Causal Distillation: Transferring Structured Explanations from Large to Compact Language Models
Aggrey Muhebwa, Khalid K. Osman
TL;DR
The paper tackles the gap in explicit causal reasoning for explanations produced by compact language systems by introducing a causal distillation pipeline that transfers structured cause–effect reasoning from a large teacher (GPT-4) to small open-source learners. It formalizes a supervised fine-tuning objective $\theta^* = \arg\min_{\theta} \mathbb{E}_{X} [ D( M_{teacher}(X), M_{student}(X,\theta) ) ]$ and introduces the Causal Explanation Coherence (CEC) metric, defined as a bidirectional sentence-level semantic alignment $CEC_{sym}$, to evaluate the causal fidelity of explanations. Experiments on Climate-FEVER show that distilled learners achieve high CEC scores (≥0.86, with Phi-2 at 0.910), while traditional lexical metrics underestimate quality, underscoring the importance of causal coherence over surface similarity. The results suggest that causal distillation can equip compact language systems with interpretable, evidence-based explanations and has potential applicability beyond climate misinformation, though challenges remain in factuality checks, out-of-distribution generalization, and avoiding teacher biases.
Abstract
Large proprietary language models exhibit strong causal reasoning abilities that smaller open-source models struggle to replicate.
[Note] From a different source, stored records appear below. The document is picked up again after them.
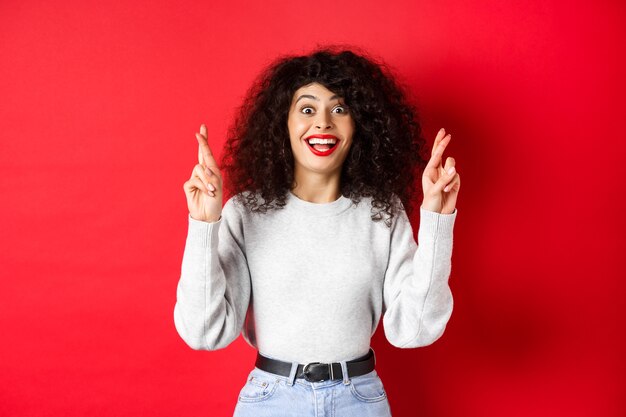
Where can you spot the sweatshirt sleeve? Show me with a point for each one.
(214, 288)
(417, 301)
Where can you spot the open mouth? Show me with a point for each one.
(322, 147)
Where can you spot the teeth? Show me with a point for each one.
(319, 141)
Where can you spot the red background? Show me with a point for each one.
(98, 109)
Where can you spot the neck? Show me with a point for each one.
(316, 187)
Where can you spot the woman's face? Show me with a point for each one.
(318, 114)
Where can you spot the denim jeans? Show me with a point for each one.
(266, 394)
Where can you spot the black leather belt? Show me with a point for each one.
(316, 371)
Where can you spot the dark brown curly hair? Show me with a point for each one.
(385, 155)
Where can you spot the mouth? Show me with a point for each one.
(322, 145)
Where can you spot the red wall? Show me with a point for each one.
(98, 109)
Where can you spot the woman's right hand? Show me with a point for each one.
(204, 188)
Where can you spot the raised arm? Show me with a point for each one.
(214, 288)
(417, 300)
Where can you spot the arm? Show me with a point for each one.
(417, 301)
(214, 287)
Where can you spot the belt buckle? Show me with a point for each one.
(305, 372)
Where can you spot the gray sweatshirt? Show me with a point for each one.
(310, 282)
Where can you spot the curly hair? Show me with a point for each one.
(385, 155)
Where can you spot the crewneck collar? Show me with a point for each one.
(319, 209)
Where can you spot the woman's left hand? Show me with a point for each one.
(440, 186)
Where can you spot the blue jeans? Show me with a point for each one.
(266, 394)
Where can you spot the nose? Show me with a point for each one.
(323, 121)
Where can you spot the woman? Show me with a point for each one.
(315, 245)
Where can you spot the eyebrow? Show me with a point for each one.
(315, 98)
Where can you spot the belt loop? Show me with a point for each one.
(292, 373)
(344, 371)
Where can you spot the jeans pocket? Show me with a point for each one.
(259, 386)
(368, 388)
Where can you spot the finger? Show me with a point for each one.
(435, 159)
(205, 156)
(199, 171)
(445, 179)
(450, 162)
(192, 185)
(440, 135)
(455, 183)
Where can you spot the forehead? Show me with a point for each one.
(315, 89)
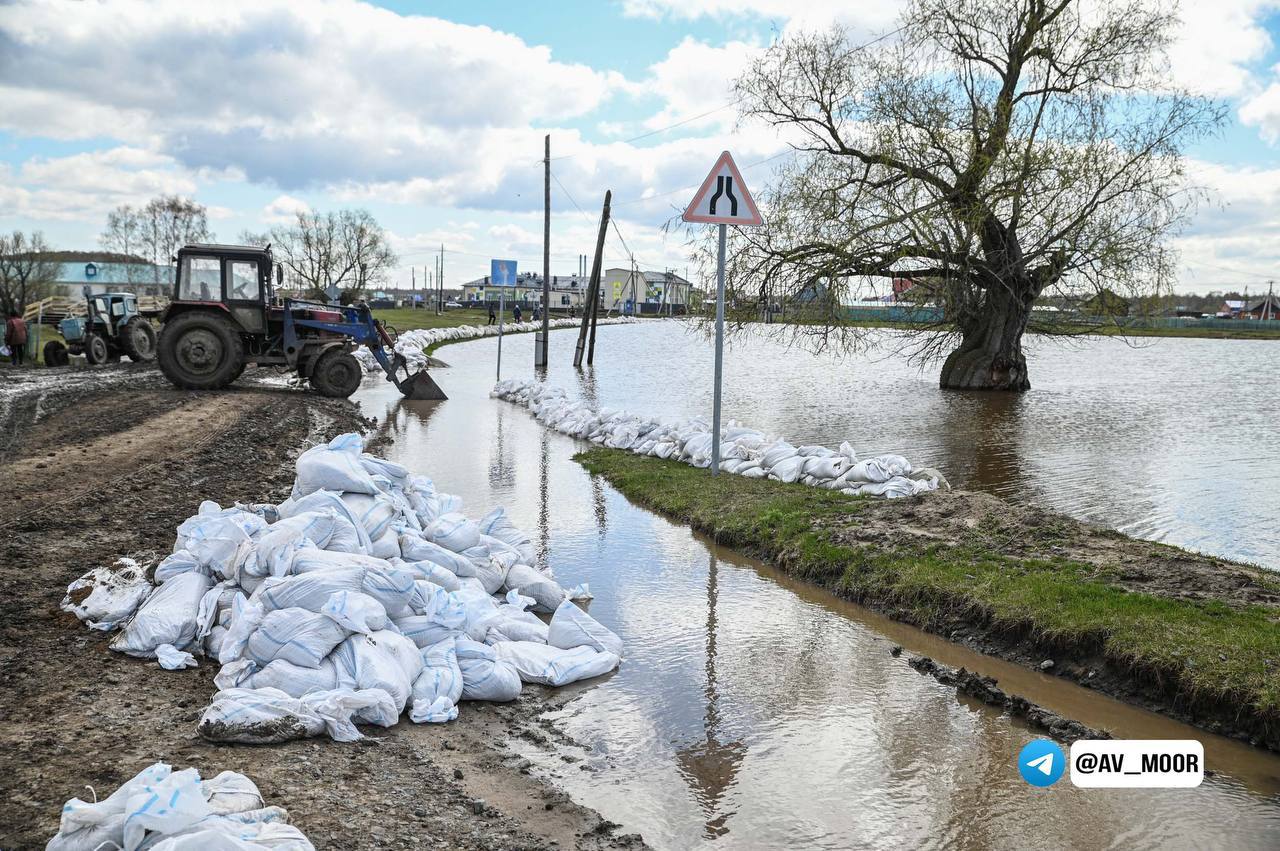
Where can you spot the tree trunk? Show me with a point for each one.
(990, 356)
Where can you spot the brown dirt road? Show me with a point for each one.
(103, 466)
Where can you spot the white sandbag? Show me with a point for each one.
(319, 559)
(291, 678)
(572, 627)
(787, 470)
(826, 466)
(169, 616)
(105, 596)
(440, 616)
(174, 563)
(778, 452)
(433, 573)
(415, 548)
(220, 540)
(170, 658)
(387, 545)
(383, 659)
(531, 582)
(334, 466)
(347, 538)
(375, 512)
(553, 666)
(484, 675)
(453, 531)
(439, 687)
(295, 635)
(496, 524)
(278, 544)
(269, 715)
(232, 792)
(355, 611)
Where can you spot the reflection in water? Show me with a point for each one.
(709, 764)
(544, 531)
(499, 465)
(799, 730)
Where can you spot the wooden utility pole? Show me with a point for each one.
(540, 344)
(593, 287)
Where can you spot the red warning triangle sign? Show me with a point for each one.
(723, 197)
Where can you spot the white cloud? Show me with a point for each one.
(289, 92)
(283, 209)
(85, 186)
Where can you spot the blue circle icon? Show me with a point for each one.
(1041, 762)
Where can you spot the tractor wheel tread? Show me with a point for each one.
(138, 341)
(337, 374)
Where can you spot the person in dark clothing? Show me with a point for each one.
(16, 338)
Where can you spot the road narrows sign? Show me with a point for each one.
(723, 197)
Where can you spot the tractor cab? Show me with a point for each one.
(225, 314)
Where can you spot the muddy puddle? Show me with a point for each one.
(755, 712)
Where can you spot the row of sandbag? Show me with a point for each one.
(412, 343)
(165, 810)
(745, 452)
(364, 595)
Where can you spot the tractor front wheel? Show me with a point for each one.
(200, 351)
(138, 339)
(95, 349)
(337, 374)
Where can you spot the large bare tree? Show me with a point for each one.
(155, 232)
(347, 250)
(992, 151)
(27, 270)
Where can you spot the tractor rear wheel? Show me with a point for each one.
(55, 353)
(95, 349)
(200, 351)
(337, 374)
(138, 341)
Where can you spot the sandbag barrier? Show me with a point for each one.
(165, 810)
(414, 343)
(744, 451)
(364, 595)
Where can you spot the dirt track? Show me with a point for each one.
(99, 466)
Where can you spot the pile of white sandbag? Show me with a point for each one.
(165, 810)
(745, 452)
(365, 594)
(412, 343)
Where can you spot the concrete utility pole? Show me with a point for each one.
(544, 334)
(593, 287)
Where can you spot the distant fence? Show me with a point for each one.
(928, 315)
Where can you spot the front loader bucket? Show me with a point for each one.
(420, 385)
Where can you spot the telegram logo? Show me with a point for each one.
(1041, 763)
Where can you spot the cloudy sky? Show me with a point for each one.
(432, 115)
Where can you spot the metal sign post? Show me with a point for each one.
(718, 202)
(502, 274)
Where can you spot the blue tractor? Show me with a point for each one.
(112, 326)
(225, 315)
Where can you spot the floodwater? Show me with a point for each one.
(753, 712)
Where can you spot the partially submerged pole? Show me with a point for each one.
(543, 338)
(720, 351)
(593, 296)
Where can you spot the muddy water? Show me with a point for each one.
(753, 712)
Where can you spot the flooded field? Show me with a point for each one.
(753, 712)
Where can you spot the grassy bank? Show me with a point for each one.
(1247, 332)
(1153, 620)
We introduce a novel framework for distilling causal explanations that transfers causal reasoning skills from a powerful teacher model to a compact open-source model. The key idea is to train the smaller model to develop causal reasoning abilities by generating structured cause-and-effect explanations consistent with those of the teacher model. To evaluate the quality of the student-generated explanations, we introduce a new metric called Causal Explanation Coherence (CEC) to assess the structural and logical consistency of causal reasoning. This metric uses sentence-level semantic alignment to measure how well each part of the generated explanation corresponds to the teacher's reference, capturing both faithfulness and coverage of the underlying causal chain. Our framework and the CEC metric provide a principled foundation for training smaller models to perform robust causal reasoning and for systematically assessing the coherence of explanations in language model outputs.